可以看到pkg/scheduler/algorithmprovider/defaults/defaults.go
中的init
方法.
// pkg/scheduler/algorithmprovider/defaults/defaults.go
func init() {
...
registerAlgorithmProvider(defaultPredicates(), defaultPriorities())
...
}
也就是引用了
pkg/scheduler/algorithmprovider/defaults/defaults.go
文件的時候就會把默認調度器注冊到algorithmProviderMap
全局變量中了.
3.6 使用默認調度器
在
kube-scheduler
啟動的時候會進入到pkg/scheduler/scheduler.go
中的New
方法生成Scheduler
實例.
// pkg/scheduler/scheduler.go
// New returns a Scheduler
func New(client clientset.Interface,
nodeInformer coreinformers.NodeInformer,
podInformer coreinformers.PodInformer,
pvInformer coreinformers.PersistentVolumeInformer,
pvcInformer coreinformers.PersistentVolumeClaimInformer,
replicationControllerInformer coreinformers.ReplicationControllerInformer,
replicaSetInformer appsinformers.ReplicaSetInformer,
statefulSetInformer appsinformers.StatefulSetInformer,
serviceInformer coreinformers.ServiceInformer,
pdbInformer policyinformers.PodDisruptionBudgetInformer,
storageClassInformer storageinformers.StorageClassInformer,
recorder record.EventRecorder,
schedulerAlgorithmSource kubeschedulerconfig.SchedulerAlgorithmSource,
stopCh <-chan struct{},
opts ...func(o *schedulerOptions)) (*Scheduler, error) {
...
source := schedulerAlgorithmSource
switch {
case source.Provider != nil:
// Create the config from a named algorithm provider.
sc, err := configurator.CreateFromProvider(*source.Provider)
if err != nil {
return nil, fmt.Errorf("couldn't create scheduler using provider %q: %v", *source.Provider, err)
}
config = sc
case source.Policy != nil:
// Create the config from a user specified policy source.
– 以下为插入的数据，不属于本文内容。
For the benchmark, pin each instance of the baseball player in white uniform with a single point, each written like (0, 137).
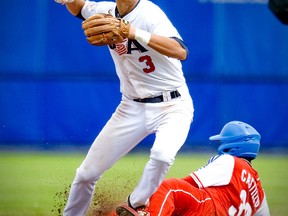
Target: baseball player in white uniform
(155, 99)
policy := &schedulerapi.Policy{}
switch {
case source.Policy.File != nil:
if err := initPolicyFromFile(source.Policy.File.Path, policy); err != nil {
return nil, err
}
case source.Policy.ConfigMap != nil:
if err := initPolicyFromConfigMap(client, source.Policy.ConfigMap, policy); err != nil {
return nil, err
}
}
sc, err := configurator.CreateFromConfig(*policy)
if err != nil {
return nil, fmt.Errorf("couldn't create scheduler from policy: %v", err)
}
config = sc
default:
return nil, fmt.Errorf("unsupported algorithm source: %v", source)
}
...
}
1. 在
kube-scheduler
啟動命令中如果配置了config
參數也就是說用戶自己配置預選和優選方法. (這部分在自定義scheduler部分分析), 會進入到case source.Policy != nil:
部分進行操作.
2. 如果沒有配置的話就會進入到case source.Provider != nil:
部分進行, 因為此時的*source.Provider
就是DefaultProvider
. 進而configurator.CreateFromProvider(*source.Provider)
就會進入到pkg/scheduler/factory/factory.go
中進行操作, 因為此時的configurator
是一個configFactory
對象.
// pkg/scheduler/factory/factory.go
func (c *configFactory) CreateFromProvider(providerName string) (*Config, error) {
klog.V(2).Infof("Creating scheduler from algorithm provider '%v'", providerName)
provider, err := GetAlgorithmProvider(providerName)
if err != nil {
return nil, err
}
return c.CreateFromKeys(provider.FitPredicateKeys, provider.PriorityFunctionKeys, []algorithm.SchedulerExtender{})
}
可以看到該方法中調用了
pkg/scheduler/factory/plugins.go
的GetAlgorithmProvider
方法, 所以就獲得了默認調度器(DefaultProvider
)的配置(預選方法和優選方法).
4. 總結
本文分析了默認調度器是如何注冊和如何被使用的, 主要涉及到了兩個文件
pkg/scheduler/factory/plugins.go
和pkg/scheduler/algorithmprovider/defaults/defaults.go
. 對自定義調度器注冊預選和優選信息也會有所幫助, 因為自定義調度器肯定也是往上面說的那些全局變量里面寫.